Face aux évènements du 1er mai à Paris, politiques et médias nous font le coup de l’ennemi intérieur qui souhaite détruire la démocratie en ne respectant pas le pacte républicain, cet ennemi intérieur qu’il faut dissocier des autres manifestants pacifistes et donc légitimes, acceptant le pacte républicain et faisant simplement valoir leur droit fondamental de manifester, droit reconnu par l’État et accepté par la bourgeoisie. Il y aurait donc ceux qui combattent la politique gouvernementale sans pour autant remettre en cause la légitimité de l’État à mener une politique favorable au capitalisme, ceux-là même avec qui le gouvernement doit faire mine de négocier pour finalement mieux « expliquer ses réformes » et les autres qui luttent non seulement contre la politique menée par Macron, mais aussi de manière générale contre le système capitaliste, contre le gouvernement, contre le pouvoir au service des classes dominantes dont impérialisme, répression et exploitation sont les sources de sa position de domination.

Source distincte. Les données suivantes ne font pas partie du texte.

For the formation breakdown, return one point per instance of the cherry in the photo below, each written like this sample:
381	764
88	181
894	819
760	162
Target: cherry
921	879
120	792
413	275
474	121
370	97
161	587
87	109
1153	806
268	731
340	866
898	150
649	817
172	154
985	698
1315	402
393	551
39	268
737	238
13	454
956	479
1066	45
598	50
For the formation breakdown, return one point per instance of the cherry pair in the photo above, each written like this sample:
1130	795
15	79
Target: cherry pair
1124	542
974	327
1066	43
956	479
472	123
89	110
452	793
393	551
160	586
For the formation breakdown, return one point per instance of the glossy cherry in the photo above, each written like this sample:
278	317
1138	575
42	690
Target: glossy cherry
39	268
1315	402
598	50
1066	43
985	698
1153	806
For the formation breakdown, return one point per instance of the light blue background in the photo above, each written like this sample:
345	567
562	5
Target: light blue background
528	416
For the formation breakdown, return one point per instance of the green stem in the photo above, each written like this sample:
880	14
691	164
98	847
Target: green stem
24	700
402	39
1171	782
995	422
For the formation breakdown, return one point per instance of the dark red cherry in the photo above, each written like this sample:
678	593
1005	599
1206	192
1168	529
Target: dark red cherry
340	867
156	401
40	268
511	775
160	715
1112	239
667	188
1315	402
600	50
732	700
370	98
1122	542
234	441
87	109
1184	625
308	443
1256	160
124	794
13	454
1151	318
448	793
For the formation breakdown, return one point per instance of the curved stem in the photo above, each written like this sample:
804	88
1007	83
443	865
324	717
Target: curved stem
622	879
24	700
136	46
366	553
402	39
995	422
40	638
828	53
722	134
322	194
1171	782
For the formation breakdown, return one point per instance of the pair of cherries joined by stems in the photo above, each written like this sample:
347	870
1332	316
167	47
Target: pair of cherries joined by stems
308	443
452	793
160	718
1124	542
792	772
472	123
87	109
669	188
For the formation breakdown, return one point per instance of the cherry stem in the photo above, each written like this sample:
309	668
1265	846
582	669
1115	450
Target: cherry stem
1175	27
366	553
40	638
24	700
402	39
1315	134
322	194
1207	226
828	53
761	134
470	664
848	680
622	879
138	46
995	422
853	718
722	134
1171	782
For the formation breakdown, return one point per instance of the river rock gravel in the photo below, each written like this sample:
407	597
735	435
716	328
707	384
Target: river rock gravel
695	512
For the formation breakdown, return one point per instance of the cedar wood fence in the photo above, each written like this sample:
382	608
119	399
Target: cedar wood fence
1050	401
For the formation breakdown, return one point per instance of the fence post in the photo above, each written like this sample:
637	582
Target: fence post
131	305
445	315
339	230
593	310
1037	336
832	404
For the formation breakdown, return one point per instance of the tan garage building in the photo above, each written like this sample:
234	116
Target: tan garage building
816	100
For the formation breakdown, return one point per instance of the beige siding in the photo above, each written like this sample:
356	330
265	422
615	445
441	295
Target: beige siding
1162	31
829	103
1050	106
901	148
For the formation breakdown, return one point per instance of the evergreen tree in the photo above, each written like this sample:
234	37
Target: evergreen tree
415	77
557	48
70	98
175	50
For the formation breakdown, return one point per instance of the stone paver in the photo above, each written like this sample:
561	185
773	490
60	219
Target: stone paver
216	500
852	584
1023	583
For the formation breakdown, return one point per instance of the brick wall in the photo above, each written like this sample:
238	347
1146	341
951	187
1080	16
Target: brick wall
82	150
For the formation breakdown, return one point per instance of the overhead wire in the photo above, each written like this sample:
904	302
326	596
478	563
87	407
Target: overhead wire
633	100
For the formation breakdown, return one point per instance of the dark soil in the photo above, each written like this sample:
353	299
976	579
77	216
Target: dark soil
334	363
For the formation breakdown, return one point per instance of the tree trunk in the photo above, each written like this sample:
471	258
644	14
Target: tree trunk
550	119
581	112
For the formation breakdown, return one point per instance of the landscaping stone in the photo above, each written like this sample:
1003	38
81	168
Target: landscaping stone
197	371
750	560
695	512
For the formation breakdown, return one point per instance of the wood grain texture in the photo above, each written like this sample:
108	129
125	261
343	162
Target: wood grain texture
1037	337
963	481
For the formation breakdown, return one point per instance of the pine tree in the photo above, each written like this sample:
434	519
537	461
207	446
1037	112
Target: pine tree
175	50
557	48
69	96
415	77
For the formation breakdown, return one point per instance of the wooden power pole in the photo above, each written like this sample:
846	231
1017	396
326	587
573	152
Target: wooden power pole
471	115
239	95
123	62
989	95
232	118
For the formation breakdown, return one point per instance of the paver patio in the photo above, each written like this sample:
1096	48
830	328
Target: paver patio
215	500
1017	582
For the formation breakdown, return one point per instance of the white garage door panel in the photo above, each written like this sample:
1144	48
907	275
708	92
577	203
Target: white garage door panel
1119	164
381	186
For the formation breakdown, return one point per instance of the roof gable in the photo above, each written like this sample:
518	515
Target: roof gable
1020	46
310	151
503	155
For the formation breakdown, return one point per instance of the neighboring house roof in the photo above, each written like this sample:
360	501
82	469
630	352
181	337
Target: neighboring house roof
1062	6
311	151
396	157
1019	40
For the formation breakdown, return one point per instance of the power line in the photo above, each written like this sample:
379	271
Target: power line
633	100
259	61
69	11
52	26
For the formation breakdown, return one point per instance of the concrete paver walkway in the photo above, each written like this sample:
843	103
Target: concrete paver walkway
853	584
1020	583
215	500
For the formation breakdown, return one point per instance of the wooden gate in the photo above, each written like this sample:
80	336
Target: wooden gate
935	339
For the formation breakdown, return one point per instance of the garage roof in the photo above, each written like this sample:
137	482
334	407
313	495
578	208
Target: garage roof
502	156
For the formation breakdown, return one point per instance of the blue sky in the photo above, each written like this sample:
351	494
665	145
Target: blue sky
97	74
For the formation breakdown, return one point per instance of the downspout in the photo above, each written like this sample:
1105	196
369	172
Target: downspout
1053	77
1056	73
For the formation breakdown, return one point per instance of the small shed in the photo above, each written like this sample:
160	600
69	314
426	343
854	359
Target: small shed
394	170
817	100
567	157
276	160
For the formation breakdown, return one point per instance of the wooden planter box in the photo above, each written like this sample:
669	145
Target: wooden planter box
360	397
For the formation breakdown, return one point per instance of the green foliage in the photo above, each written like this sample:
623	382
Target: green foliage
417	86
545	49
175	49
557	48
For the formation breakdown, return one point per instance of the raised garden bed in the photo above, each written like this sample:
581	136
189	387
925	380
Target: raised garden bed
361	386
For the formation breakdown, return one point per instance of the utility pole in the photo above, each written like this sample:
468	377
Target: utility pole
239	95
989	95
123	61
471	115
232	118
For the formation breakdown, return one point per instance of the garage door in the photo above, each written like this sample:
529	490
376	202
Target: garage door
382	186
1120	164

Il est ici comique de constater le double jeu mené par les grands médias. En effet, le mardi 1er mai dans la matinée, avant donc la manifestation parisienne, BFM TV parlait de « démonstration de faiblesse » de la part des syndicats afin évidemment de délégitimer auprès de l’opinion publique les forces qui tentent de lutter contre la politique de Macron.
Quelques heures plus tard, changement total de discours et cette fois il y avait d’un côté les gentils manifestants de la CGT et autres syndicats qui manifestent pacifiquement, comme ils ont le droit de le faire et de l’autre les méchants casseurs radicalisés qui n’ont aucune légitimité.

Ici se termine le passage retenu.